- Foreign & Commonwealth Office and The Rt Hon William Hague
- Part of:
- Peace and stability in the Middle East and North Africa and Egypt
- 28 January 2011
This was published under the 2010 to 2015 Conservative and Liberal Democrat coalition government
Foreign Secretary William Hague expressed concern at the violence surrounding today’s protests, calling for all involved to refrain from violence.
Speaking today, the Foreign Secretary said:
“It’s important to recognise that the people involved do have legitimate grievances, economic grievances and political grievances, and it’s very important for the authorities to respond positively to that and to be able to hold out the hope and prospect of reform in the future. That is the answer to these situations rather than repression”
The Foreign Secretary emphasized that it is “very important to have a more open and democratic system, to have a viable opposition in Egypt” and “they needed to move in the direction of political reform.”
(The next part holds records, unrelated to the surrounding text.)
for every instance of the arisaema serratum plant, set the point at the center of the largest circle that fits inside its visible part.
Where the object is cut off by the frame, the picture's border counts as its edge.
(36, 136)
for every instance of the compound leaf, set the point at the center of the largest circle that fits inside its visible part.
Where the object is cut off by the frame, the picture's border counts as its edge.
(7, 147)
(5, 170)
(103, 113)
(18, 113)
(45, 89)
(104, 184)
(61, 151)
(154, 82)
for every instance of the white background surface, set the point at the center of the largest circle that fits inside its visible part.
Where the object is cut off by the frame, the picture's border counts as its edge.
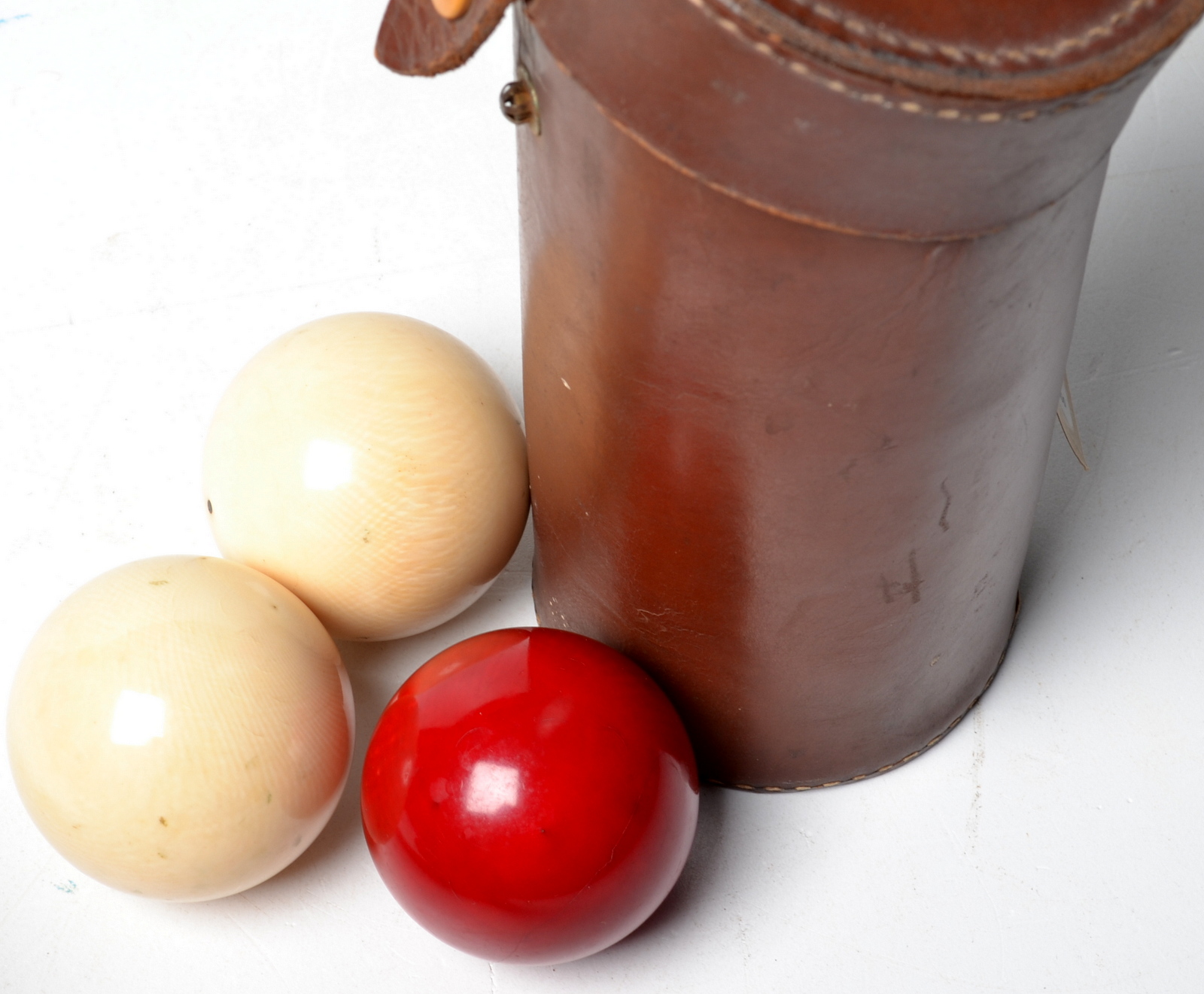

Commenting on the wider region, he noted that while it was important to recognise difference between the situation in countries across the Middle East, there “is a message coming through from many countries in the region that they do want to see the possibility of improved living standards, of more open political systems and that is a case worth making to all of the leaders of the regions”.
Speaking on Wednesday the Foreign Secretary said:
“We deeply regret the loss of life in the Egyptian protests. All parties should show restraint and avoid violence. It is important that the government listens to the concerns of those demonstrating and respects rights of freedom of assembly and expression. Openness, transparency and political freedom are important tenets of stability. We urge the government and demonstrators to seek a peaceful way forward.
We have updated our travel advice for Egypt to reflect recent developments. This advises people to avoid political gatherings and demonstrations. We will be keeping the advice under constant review.”